Some of the doctors have at times overstated the certainty of their conclusions, the investigation found. Child welfare agencies and law enforcement officials often rely on their reports as the sole basis for removing children and filing criminal charges, sometimes in spite of contradictory opinions from other medical specialists.

In Cox's case, the family could afford to get outside doctors to review the records, and many were shaken by what they saw. They pointed out not just several stone-cold mistakes, but how eager the authorities seemed to be to find abuse.

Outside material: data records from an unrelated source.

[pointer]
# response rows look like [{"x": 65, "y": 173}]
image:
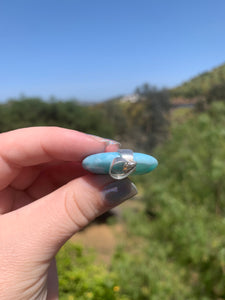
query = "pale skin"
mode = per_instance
[{"x": 45, "y": 198}]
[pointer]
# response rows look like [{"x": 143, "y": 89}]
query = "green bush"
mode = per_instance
[{"x": 80, "y": 278}]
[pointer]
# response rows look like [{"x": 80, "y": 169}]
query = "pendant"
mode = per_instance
[{"x": 120, "y": 164}]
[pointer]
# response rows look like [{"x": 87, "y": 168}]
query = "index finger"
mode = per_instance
[{"x": 36, "y": 145}]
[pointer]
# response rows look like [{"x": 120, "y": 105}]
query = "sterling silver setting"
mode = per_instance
[{"x": 122, "y": 166}]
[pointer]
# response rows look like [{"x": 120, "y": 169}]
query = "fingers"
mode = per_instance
[
  {"x": 56, "y": 217},
  {"x": 37, "y": 145}
]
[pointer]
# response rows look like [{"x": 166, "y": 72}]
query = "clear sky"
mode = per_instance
[{"x": 97, "y": 49}]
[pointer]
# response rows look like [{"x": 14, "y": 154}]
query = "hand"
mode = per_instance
[{"x": 46, "y": 197}]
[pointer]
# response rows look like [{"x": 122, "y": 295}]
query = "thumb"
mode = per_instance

A police detective who grilled both Cox and his wife—Sadie Dobrozsi, also a pediatric doctor—said he didn't understand how the hospital could have concluded they did something wrong. That didn't stop child protective services, though: The authorities insisted on a safety plan for the baby, involving supervised visits monitored by grandparents.

Eventually, child services removed the baby from the home, anyway:

As the caseworker was leaving with the child, Dobrozsi asked what was making them so certain that she and her husband were abusive? The caseworker mentioned a new bruise on the baby's foot.

Mom was completely baffled. She had no idea where that bruise came from, until she obtained her baby's medical records. It turned out the hospital itself had pricked the child's heel for a blood test. The mom didn't know this because she had not been allowed in the room when it happened.

At this point, the baby is still in foster care. The couple's other two kids are terrified that they may be taken, too. (One keeps his favorite toys in a backpack in case he's suddenly taken away). Now the father faces a possible six years in jail on felony charges of child abuse.

The prosecutor is bolstering his case with a report prepared by a yet another child abuse pediatrician, this one in nearby Minnesota, whom he hired to look over the files. "In summary," this child abuse pediatrician wrote, "there is no explanation for [the baby's] injuries other than trauma."

And yet the trauma of separating an infant baby from her loving parents for months does not seem to concern the authorities.